Fears over global slowdown hammer US stocks

“But there doesn’t seem to be any signal that the weakness overseas is slipping into the U.S. economy“, he said.


Among other key markets, Singapore and Sydney dropped 1.3 percent; Johannesburg 1.47 percent, and Brazil’s Ibovespa 1.99 percent. Now, the question is whether the world can stay on the recovery path without the Fed’s largess.

Britain’s leading share index had fallen 1.5% to 6,272 by Friday afternoon, with Wall Street opening lower as the Dow Jones industrial average fell 123.13 points, or 0.72%, to 16,867.56. The S&P 500 suffered its biggest daily percentage drop in almost four years on Friday, losing 64.8 points, or 3.19 percent. At the sixth anniversary of the bull market in March, the Standard and Poor’s 500 index had more than tripled in value. The Nasdaq is precariously near being in a correction, down 9.eight % from its most-recent excessive, however that isn’t by definition a correction. The dollar fell 1.1 percent lower at 122.03 yen. The Nasdaq Composite, which had registered the strongest gains of the year, shed 171.45 points at 4,706.04, about 30 points below where it had ended in 2014.

Athens’ main stocks index on Friday sank 2.49% to close at 635.31 points. A barrel of U.S. crude oil fell below $40 per barrel for the first time since the end of the global economic crisis.

US oil prices were in the range due to global oversupply as well as worries over China.

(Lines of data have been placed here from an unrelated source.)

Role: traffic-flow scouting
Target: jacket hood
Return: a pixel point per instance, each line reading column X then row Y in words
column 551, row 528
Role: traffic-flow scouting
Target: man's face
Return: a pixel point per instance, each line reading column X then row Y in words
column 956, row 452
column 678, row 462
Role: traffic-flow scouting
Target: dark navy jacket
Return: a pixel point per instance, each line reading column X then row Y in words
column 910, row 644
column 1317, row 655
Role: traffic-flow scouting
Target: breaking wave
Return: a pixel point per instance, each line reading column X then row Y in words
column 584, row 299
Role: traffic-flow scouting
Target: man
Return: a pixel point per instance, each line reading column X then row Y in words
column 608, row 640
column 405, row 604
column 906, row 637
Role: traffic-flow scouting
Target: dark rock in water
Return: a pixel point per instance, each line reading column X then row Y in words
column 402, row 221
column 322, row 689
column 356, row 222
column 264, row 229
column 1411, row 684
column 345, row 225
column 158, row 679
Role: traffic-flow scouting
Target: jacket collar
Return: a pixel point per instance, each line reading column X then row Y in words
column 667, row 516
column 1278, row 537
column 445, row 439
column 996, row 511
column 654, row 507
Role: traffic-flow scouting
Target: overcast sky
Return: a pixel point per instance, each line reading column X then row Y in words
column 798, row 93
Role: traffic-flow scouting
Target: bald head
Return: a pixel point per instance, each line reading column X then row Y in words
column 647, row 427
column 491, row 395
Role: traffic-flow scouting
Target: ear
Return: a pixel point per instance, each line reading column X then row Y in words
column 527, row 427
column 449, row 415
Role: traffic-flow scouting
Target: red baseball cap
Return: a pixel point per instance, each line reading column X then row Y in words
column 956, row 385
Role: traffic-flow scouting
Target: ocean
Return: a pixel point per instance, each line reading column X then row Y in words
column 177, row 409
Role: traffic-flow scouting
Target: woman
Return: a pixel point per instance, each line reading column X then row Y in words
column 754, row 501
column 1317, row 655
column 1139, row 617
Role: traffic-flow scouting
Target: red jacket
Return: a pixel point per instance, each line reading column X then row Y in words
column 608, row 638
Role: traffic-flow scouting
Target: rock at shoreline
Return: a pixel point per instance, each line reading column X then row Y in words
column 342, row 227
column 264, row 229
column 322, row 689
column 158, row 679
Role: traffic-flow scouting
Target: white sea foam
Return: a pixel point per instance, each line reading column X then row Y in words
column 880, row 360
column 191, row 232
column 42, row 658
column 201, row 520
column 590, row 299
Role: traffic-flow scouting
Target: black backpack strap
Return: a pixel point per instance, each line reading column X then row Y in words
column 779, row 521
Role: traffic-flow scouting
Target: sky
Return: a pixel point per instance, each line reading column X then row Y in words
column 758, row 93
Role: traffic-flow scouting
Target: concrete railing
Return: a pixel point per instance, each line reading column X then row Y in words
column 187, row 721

Less demand for oil hurts these country’s economies, which rely on China as a trade partner.

“Sharp falls in global equities, particularly US shares, further contributed to worries that global growth would be sluggish”.

The S&P slumped 5.8% for the week, its biggest weekly percentage decline since September 2011.

Investors will get another clue on the economy on Thursday when the government releases its estimate of economic growth in the April-June period. The yield of the 10-year U.S. Treasury note fell to 2.05 percent Friday from 2.07 percent Thursday.

For all the markets’ jitters, many economists say they remain confident that the U.S. economy is resilient enough to withstand a slowdown in the developing world.

The Fed was expected, perhaps at its September meeting, to raise the short-term rate it controls from near zero.

The uncertainty with the central bank makes the markets uneasy.

The stock market’s steep decline this week has pushed the Dow Jones industrial average into what is known as “correction” territory. The falls play into the arguments of more bearish analysts, who have been warning for months that investors were not sufficiently taking into accounts the risks facing the worldwide economy. Numbers below 50 show a contraction. Aside from China, Russia, Vietnam, and Kazakhstan have also seen their currencies devalued.

Traders have been anxious about slowing growth in China and its potential impact on the U.S.

Preliminary August consumer price readings for Germany and Spain on Friday will provide further insight into how effective the European Central Bank’s bond-buying efforts have been at warding off deflation. On Wednesday, it announced about $17 billion in new six-month loans to 14 unnamed financial institutions.

There is direct concern, of course, for companies selling into emerging markets such as China, particularly if the renminbi devaluation continues.


Telstra had also dropped by more than one per cent. The Nikkei 225 in Tokyo closed down 3 percent.